So far so good, at 4 and 7 years they‘ve had good follow up questions and seem to get the mechanics just fine.

Now what I‘m really scared of is explaining the whole quagmire around consent, shitty gender dynamics etc. „How is babby formed“ is a doozy compared to that.
posted by Omnomnom at 10:46 AM on August 17, 2018 [2 favorites]


Now what I‘m really scared of is explaining the whole quagmire around consent, shitty gender dynamics etc. „How is babby formed“ is a doozy compared to that.

Yeah. Because most of that is downright depressing. I don't have a problem talking about the basics of sex to my kid and we have some kid books and I try to be not squeamish because I'm not really but also, coming up with actual answers sometimes requires quite a bit of unpacking. But I really don't know what I'm going to do about the topic of how pushy boys can be, how shaming her peers may be about bodies, how gross porn is, how inappropriate it is for older men to leer at her and what to do about it? I don't know that there's a "Dutch method" for all that. I think about it quite a bit.

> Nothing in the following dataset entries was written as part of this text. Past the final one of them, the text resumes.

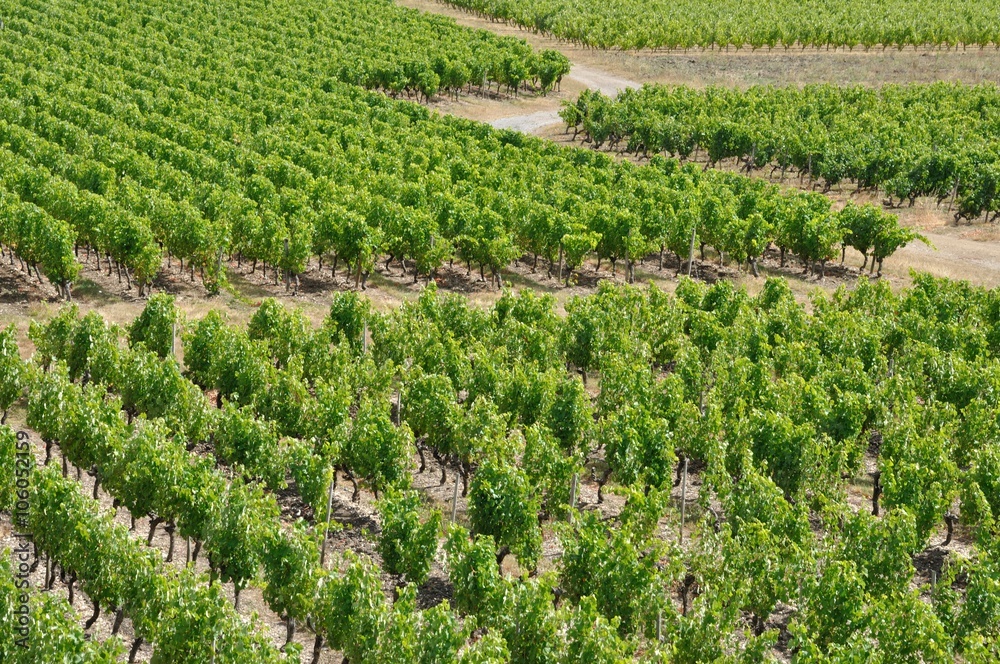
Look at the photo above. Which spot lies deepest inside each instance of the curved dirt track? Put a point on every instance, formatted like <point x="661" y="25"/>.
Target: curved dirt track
<point x="970" y="253"/>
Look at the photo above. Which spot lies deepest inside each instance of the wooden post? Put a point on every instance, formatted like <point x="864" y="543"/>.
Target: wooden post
<point x="286" y="263"/>
<point x="694" y="233"/>
<point x="683" y="498"/>
<point x="326" y="525"/>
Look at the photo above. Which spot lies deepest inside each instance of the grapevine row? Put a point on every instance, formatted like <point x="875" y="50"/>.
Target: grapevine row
<point x="632" y="24"/>
<point x="936" y="140"/>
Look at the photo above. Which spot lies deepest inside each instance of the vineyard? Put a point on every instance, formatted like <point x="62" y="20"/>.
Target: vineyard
<point x="268" y="442"/>
<point x="675" y="475"/>
<point x="126" y="149"/>
<point x="936" y="140"/>
<point x="636" y="24"/>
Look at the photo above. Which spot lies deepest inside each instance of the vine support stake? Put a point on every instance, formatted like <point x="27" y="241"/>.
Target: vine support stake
<point x="683" y="498"/>
<point x="326" y="524"/>
<point x="694" y="233"/>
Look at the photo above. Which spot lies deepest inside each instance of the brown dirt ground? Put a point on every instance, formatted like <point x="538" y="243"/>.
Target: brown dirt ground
<point x="967" y="252"/>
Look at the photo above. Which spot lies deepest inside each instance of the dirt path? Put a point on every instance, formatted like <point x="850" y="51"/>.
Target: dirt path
<point x="581" y="77"/>
<point x="778" y="66"/>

My favorite anecdote recently is a peer of mine, his kid was going through middle school sex-ed and he took him for a drive to talk about it and see if he had any questions. His kid said, "No, I think I get it all." Dad says, "Well, listen, I am happy to answer anything at anytime. You can talk to me." Kid: "Wellll.... I do have just one question....what exactly is a vagina?"

All of us love this story. Either the talk was vague or he was burying his head in his arms in embarrassment throughout the whole thing.
posted by amanda at 11:07 AM on August 17, 2018 [9 favorites]


Huh. At my kids’ school, the parent association brings in a sex expert to talk to the kids, starting in kindergarten. It’s awesome, they know how babies are made and 5 year olds feel no embarrassment.

The first time, I picked up my kids from school and asked if they learned anything special. My son: “yes! My penis is amazing!”

This is in Vancouver, Canada.
posted by Valancy Rachel at 2:19 PM on August 17, 2018 [7 favorites]


Yeah, obviously mom and dad should be in sync on what mom likes. Allow me to rephsae that, “knowing what your own mother likes sexually performed in graphic detail may lead to the willies. Not those willies. Ahhhrrrgggghhhhh!”
posted by Abehammerb Lincoln at 5:51 PM on August 17, 2018 [2 favorites]


When I was a kid my parents gave me a frankly pretty awesome book called How Your Body Works which used illustrations of fantastical machines to explain human anatomy and various bodily functions.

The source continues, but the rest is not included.